A day later she returned to the border a third time with her American pro bono lawyer. CBP agents took Magdalena into custody, telling her lawyer they “would decide what she is eligible for.”

“Lady, are you dumb or just pretending? Quit playing games. You’re supposed to say you’re not afraid [to return to Mexico],” Magdalena says a border agent told her.

Given the prior refusals to allow Magdalena to request asylum, her lawyer had written emails to a CBP supervisor, stating that Magdalena was an asylum seeker and was requesting an interview with an asylum officer. CBP officers nevertheless returned Magdalena to Tijuana yet again. She says one officer told her that his colleague is “going to do whatever she can to stop you from ever coming in again.”

After Magdalena’s third attempt to seek protection, U.S. senator Dianne Feinstein’s office filed an inquiry with CBP regarding the case. In a response issued on March 15, CBP states that Magdalena never expressed fear of returning to Mexico.

This response is shocking. Evidence to the contrary includes Magdalena’s written declarations and the correspondence between Magdalena’s attorney and CBP officials.

Most asylum seekers can’t afford or find a lawyer before approaching a U.S. “port-of-entry” to seek asylum, and pro bono help is scarce, yet Magdalena’s lawyer alone represents three Mexican asylum seekers turned away in the last month.

Problems for asylum seekers at U.S. border crossings aren’t new. A 2016 report issued by the bipartisan U.S. Commission on International Religious Freedom found flaws in CBP’s implementation of border processes for asylum seekers including “certain CBP officers’ outright skepticism, if not hostility, toward asylum claims; and inadequate quality assurance procedures.”

Yet the blatant disregard for the law Magdalena experienced signals an alarming turn for the worse.

A complaint filed by the American Immigration Counsel in January 2017 indicated that Central Americans seeking asylum at crossing points in California, Arizona, and Texas are also being turned back without due process.

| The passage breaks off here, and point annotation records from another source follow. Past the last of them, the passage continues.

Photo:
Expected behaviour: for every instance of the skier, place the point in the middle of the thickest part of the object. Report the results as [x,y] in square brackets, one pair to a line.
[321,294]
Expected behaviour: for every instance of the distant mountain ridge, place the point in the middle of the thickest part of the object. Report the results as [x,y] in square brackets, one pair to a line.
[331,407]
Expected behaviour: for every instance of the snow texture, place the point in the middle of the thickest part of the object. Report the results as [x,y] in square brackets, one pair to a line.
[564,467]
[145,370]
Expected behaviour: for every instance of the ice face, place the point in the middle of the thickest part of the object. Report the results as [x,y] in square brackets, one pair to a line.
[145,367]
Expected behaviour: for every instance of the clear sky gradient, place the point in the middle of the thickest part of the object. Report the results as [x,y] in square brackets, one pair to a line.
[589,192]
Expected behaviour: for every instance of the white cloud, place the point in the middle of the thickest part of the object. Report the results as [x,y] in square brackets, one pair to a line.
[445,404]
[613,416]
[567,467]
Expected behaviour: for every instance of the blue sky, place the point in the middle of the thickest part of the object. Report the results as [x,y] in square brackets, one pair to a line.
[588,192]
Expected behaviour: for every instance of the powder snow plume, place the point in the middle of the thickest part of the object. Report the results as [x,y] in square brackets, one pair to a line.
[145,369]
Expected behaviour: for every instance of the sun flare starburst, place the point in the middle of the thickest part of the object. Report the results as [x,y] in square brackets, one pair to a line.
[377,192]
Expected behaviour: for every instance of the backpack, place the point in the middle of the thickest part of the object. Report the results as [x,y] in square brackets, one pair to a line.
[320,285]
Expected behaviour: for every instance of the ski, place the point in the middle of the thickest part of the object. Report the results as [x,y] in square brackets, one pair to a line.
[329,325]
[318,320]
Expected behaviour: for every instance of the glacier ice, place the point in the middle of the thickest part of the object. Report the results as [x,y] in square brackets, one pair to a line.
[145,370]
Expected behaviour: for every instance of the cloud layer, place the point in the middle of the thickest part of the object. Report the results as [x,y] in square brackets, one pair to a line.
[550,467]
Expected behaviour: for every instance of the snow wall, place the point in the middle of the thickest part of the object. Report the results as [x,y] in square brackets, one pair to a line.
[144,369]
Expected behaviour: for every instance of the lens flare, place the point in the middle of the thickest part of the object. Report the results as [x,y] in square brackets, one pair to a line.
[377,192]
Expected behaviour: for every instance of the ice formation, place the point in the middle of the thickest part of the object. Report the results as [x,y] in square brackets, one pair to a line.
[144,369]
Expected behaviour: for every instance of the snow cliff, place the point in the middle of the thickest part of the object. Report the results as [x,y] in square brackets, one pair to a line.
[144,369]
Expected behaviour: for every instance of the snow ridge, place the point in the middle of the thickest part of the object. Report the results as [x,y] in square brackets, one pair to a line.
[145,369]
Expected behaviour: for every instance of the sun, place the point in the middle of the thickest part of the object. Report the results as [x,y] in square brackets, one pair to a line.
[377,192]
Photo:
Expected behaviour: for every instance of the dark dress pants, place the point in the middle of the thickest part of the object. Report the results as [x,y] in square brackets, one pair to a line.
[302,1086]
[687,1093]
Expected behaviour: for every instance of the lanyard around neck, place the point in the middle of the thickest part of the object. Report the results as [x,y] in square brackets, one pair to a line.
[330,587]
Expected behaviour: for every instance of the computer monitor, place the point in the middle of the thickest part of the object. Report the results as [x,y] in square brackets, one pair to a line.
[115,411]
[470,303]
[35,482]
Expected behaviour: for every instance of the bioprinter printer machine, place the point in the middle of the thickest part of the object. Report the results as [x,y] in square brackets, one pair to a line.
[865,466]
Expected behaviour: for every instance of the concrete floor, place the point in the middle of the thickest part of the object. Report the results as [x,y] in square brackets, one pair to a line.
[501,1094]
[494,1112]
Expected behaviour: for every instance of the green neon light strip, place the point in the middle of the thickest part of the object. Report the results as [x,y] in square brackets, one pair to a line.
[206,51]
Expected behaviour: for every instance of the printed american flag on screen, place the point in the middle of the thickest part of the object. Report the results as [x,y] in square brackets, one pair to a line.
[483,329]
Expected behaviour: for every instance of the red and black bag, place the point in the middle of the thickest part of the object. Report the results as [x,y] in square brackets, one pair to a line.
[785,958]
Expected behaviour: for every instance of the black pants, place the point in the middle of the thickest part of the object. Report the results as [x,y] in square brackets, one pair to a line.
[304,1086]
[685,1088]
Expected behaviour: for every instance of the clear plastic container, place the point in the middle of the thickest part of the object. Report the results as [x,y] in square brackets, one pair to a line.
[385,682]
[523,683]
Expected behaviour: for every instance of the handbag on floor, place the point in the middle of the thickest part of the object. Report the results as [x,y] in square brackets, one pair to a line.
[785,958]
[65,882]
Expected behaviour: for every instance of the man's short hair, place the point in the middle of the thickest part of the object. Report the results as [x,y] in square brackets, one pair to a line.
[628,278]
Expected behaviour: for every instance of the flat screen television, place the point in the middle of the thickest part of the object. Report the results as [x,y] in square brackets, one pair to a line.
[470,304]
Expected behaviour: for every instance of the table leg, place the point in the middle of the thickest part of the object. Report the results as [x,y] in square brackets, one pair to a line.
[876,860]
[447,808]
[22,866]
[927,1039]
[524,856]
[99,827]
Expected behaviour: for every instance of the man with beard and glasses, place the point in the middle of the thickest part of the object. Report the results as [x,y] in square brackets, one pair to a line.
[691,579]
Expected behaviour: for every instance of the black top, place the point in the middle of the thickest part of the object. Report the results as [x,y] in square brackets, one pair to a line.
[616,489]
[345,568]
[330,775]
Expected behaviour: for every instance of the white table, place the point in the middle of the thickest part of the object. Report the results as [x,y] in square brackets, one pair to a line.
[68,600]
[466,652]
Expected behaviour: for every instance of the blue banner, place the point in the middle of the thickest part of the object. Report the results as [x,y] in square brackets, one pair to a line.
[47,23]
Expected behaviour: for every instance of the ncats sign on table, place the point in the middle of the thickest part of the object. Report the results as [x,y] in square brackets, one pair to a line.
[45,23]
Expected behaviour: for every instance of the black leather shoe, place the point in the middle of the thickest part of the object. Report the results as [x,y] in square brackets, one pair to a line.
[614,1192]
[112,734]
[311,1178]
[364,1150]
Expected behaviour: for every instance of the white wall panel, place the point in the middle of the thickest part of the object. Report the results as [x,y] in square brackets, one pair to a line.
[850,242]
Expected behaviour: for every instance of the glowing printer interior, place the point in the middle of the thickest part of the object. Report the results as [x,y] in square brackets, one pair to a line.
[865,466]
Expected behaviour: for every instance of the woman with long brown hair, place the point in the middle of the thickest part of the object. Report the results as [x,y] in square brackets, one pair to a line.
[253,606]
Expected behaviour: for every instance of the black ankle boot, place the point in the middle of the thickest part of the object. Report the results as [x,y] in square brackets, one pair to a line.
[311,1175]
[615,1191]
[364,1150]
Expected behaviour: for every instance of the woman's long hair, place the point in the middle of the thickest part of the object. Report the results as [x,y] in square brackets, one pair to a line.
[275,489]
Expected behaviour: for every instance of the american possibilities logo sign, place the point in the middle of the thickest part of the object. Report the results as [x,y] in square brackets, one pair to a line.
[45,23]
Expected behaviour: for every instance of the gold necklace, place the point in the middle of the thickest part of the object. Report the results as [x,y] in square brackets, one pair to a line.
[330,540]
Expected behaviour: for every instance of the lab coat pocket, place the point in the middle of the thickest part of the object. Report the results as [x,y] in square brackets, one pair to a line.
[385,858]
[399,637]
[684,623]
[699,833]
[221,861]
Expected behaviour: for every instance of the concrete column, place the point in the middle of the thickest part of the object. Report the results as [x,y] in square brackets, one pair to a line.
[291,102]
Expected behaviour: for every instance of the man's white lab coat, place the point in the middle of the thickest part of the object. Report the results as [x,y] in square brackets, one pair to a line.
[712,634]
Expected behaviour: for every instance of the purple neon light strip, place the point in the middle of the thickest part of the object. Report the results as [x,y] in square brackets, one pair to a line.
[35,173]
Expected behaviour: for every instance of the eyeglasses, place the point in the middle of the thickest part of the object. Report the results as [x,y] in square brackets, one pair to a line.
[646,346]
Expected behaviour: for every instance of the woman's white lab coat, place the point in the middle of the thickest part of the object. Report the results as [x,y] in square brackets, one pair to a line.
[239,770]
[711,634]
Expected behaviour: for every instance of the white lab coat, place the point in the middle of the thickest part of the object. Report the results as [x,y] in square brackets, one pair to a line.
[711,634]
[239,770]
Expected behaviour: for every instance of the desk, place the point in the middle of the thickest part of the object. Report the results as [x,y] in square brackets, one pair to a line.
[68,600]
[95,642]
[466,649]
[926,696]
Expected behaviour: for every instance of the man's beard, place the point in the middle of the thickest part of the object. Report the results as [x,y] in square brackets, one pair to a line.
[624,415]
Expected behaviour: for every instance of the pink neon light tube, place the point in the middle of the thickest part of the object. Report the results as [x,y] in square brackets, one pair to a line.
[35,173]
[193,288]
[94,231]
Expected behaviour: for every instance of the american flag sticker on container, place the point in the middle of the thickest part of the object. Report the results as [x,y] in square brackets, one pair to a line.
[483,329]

Human Rights First researchers, during a recent trip to the U.S. southern border, found that both Mexican and non-Mexicans had been blocked at several points along the border.

Trump has targeted immigrants and refugees with toxic rhetoric and policy. Yet the U.S. remains obligated by its own statutes and treaty commitments to provide protection to those who seek asylum at its border.

That includes non-refoulement: the principle of not sending refugees back to face persecution. Sending asylum seekers back into Mexico, without first referring them for protection screening, is a clear violation of law.

“From here on out, I’m asking all of you to enforce the laws of the United States of America,” Trump said to CBP earlier this year. Some U.S. border agents may be interpreting this instruction to mean exactly the opposite.

*Name changed to protect anonymity.

The views expressed in this article belong to the author and do not necessarily reflect the editorial policy of Refugees Deeply.